What happened to a future with cool sci-fi power sources like fusion generators, beamed solar power, and zero-point minature black hole power sources? Instead the best we can come up with is an old, dirty power source like coal. Did these guys ever play SimCity?
walbourn: (Default)
So I had my "Mid Year Discussion" today, and it went pretty well. Note that it is not called a "review". A "review" is a stressful thing that requires lots of formalized paperwork, self-evaluation, and a conversation with your boss that ends in an arbitrary number assigned to your value to the company. A "Mid Year Discussion" is a supposedly non-stressful thing that requires lots of formalized paperwork, self-evaluation, and a conversion with your boss that ends in the discussion of the arbitrary number you will likely be assigned in six months.

Anyhow, it went pretty well. I mention this because during the "discussion" my boss asked me where I wanted to be in four years at Microsoft. It struck me at that moment that my 36th birthday is Saturday and that the question was really "Where do you want to be when you are 40?" Yes, that's F-O-R-T-Y.

Holy shit. Where did those years go? Oh yeah, I spent them going to school, starting my career, getting married, starting my own business, then in the midst of immense depression, financial and personal turmoil, divorce, moving to a new city where I knew nobody, and basically starting my personal life over.

Pretty much ever since my personal life imploded, I've had a hard time making a firm statement about where I want my life to be. The game industry conditions you to not plan too far into the future, because you'll probably be laid off within 2 years. The mess I made of my life in Austin conditioned me to try to keep your dreams small, to not risk too much of your heart on love and moments of bliss because they are gone in an instant.

I know I don't want to be longing for loves who long since gave up on me, or regretting the choices I made that I feel I could've or should've done differently. I don't want to be sad at the things behind me, and would really like to be looking forward to each day to come. It's been a really long road to get to this point, and I just don't know that I want to spend another 8 years living the life of a single apartment-dwelling geek.

I guess knowing what you don't want is the first step to figuring out what you do want.

Foo ball...

Feb. 6th, 2006 12:07 am
walbourn: (Default)
Growing up in Texas, I hated football.
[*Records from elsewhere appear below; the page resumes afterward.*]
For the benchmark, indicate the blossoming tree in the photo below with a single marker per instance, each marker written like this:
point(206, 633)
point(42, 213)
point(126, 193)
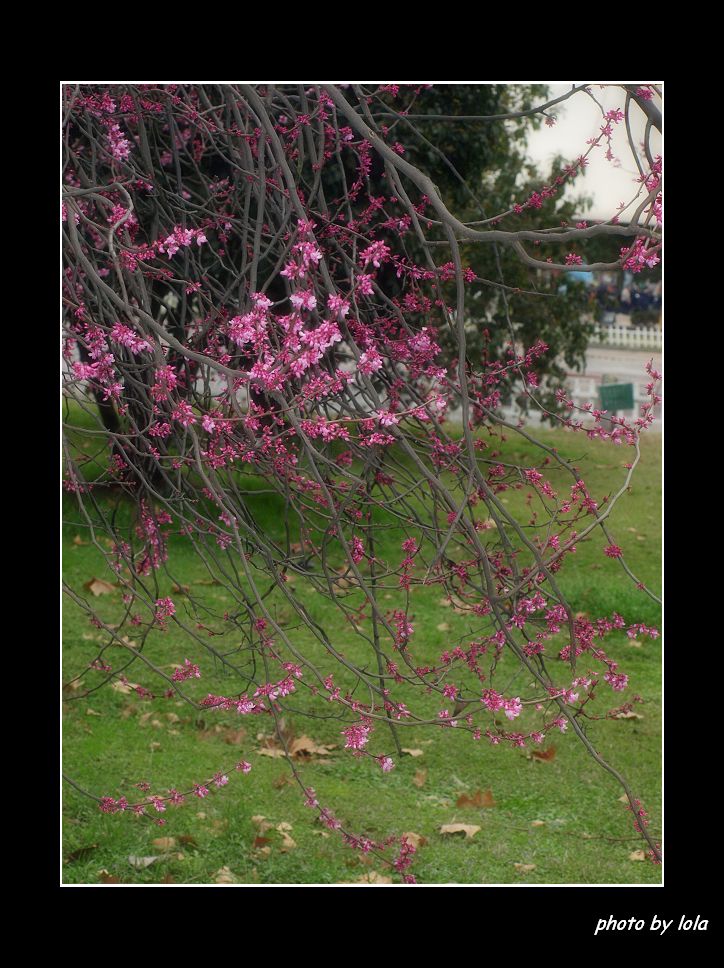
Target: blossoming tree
point(226, 317)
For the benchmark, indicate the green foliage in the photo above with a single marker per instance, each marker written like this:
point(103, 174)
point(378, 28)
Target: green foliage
point(125, 740)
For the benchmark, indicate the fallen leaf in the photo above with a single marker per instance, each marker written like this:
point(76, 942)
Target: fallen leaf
point(417, 840)
point(288, 843)
point(97, 586)
point(140, 863)
point(372, 877)
point(544, 755)
point(125, 688)
point(261, 823)
point(274, 753)
point(164, 843)
point(481, 798)
point(306, 747)
point(459, 828)
point(224, 876)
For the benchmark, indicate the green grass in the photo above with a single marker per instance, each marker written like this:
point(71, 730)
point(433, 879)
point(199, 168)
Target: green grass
point(113, 741)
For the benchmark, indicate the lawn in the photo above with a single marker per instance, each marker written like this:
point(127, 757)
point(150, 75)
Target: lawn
point(552, 821)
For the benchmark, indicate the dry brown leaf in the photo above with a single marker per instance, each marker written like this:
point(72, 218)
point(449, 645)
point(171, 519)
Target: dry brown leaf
point(108, 878)
point(140, 863)
point(97, 586)
point(417, 840)
point(372, 877)
point(545, 756)
point(261, 823)
point(288, 843)
point(125, 688)
point(481, 798)
point(164, 843)
point(225, 876)
point(305, 747)
point(459, 828)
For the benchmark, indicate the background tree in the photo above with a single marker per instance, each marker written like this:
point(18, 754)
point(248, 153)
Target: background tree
point(229, 290)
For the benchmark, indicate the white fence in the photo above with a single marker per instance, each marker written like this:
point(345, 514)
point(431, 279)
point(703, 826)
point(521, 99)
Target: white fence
point(628, 337)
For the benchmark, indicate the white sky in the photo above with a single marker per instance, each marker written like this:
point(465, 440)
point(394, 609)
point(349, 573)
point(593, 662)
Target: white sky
point(579, 119)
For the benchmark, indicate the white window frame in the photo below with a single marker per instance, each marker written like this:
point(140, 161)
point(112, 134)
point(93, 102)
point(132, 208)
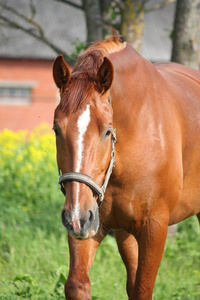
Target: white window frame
point(18, 97)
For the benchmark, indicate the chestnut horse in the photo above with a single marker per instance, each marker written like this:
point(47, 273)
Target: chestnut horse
point(155, 182)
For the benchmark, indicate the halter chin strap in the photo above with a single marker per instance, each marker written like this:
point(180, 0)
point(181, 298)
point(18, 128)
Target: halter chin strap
point(79, 177)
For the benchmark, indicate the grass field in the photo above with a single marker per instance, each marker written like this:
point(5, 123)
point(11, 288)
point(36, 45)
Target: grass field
point(34, 255)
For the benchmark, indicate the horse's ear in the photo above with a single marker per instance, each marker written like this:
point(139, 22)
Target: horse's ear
point(105, 75)
point(61, 72)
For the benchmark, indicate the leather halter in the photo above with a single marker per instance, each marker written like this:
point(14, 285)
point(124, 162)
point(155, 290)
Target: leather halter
point(82, 178)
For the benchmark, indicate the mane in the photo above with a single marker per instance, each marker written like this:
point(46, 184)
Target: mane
point(83, 76)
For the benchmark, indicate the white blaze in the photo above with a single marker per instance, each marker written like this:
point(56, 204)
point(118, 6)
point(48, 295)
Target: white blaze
point(82, 124)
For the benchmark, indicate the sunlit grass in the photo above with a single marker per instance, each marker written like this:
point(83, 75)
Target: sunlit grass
point(34, 254)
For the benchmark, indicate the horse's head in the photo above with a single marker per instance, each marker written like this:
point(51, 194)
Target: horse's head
point(83, 129)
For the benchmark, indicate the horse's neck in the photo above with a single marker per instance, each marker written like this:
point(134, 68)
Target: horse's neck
point(133, 81)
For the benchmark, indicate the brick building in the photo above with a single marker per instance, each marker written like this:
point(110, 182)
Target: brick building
point(28, 95)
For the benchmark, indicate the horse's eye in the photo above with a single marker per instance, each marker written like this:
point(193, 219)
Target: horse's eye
point(55, 129)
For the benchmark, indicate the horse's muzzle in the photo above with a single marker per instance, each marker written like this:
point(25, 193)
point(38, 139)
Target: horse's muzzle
point(83, 227)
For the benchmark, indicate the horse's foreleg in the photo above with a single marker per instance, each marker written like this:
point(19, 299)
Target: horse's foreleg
point(128, 248)
point(82, 254)
point(151, 239)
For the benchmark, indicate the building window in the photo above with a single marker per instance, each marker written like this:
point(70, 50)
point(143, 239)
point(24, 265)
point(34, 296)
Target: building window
point(15, 93)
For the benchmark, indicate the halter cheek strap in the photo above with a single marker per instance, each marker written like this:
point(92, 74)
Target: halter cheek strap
point(79, 177)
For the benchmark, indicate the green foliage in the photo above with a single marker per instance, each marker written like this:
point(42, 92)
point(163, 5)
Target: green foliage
point(34, 256)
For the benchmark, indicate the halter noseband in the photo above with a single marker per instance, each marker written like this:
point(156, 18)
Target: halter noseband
point(82, 178)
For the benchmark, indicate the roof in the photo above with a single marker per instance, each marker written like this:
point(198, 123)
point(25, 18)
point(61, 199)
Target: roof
point(65, 25)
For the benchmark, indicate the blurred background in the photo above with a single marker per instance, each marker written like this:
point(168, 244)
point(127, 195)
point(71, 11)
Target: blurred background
point(34, 255)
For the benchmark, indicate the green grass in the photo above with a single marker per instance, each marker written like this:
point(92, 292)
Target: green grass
point(34, 260)
point(34, 256)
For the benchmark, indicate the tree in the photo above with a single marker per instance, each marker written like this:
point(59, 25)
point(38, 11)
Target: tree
point(125, 15)
point(186, 36)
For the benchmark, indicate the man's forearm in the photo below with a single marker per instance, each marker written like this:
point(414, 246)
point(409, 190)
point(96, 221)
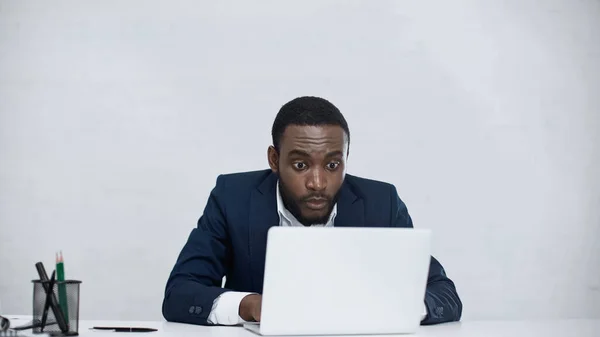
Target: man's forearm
point(189, 302)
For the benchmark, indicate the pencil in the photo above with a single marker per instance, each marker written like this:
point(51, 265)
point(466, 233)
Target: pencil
point(62, 287)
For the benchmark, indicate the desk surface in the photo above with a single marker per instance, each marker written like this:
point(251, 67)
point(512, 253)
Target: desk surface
point(541, 328)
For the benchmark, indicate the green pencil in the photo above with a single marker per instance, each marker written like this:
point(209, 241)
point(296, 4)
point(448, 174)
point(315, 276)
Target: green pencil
point(62, 287)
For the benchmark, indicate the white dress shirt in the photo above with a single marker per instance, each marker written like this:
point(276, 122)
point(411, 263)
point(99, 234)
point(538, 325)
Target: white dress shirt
point(225, 309)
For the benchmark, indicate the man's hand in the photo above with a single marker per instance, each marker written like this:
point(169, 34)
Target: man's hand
point(250, 308)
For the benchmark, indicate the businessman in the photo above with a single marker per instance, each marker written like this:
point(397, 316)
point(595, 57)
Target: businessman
point(306, 185)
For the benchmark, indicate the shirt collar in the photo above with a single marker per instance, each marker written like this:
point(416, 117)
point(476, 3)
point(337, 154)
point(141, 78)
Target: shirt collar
point(287, 219)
I never really took much to sports save for tennis, and I found the Texan obsession with high school football irritating.

The reason? The local networks always stuck my favorite geek/fanboy shows on at terrible timeslots and then constantly preempted them for the goddamn football game! I can't tell you the number of times I came home to find my VCR tape full of foot ball and 5 minutes of the Star Trek or Babylon 5 epsiode for that week. [livejournal.com profile] appleang can attest to my near apoplexy over the routine screwing of the sci-fi fan base at the hands of the NFL.

Did I mention I'm not good at letting things go?

Anyhow, earlier this week I went to a happy hour and some people I met invited me to their Superbowl Sunday party. I figured it was a good chance to get to know some new people and with the Seattle Seahawks in the game, I'd be better served to know what the hell actually happened.

It was a fun party, but a disappointing game. Was it just me or are the Steelers smug sons of bitches? Did the network even have footage of the Seattle players to fill in with or did they not find them interesting enough?

Anyway, I didn't care about the game before today, so I'm not exactly all a twitter about it tonight. I appreciate the hosts and the other party goers extending their welcome, and it was a good reason to bake up some peanut butter cookies.
walbourn: (Default)
"After weeks of divisive bickering, the Senate has finally voted to approve Judge Samuel Alito to the Supreme Court.

All you need to know: Stock up on condoms."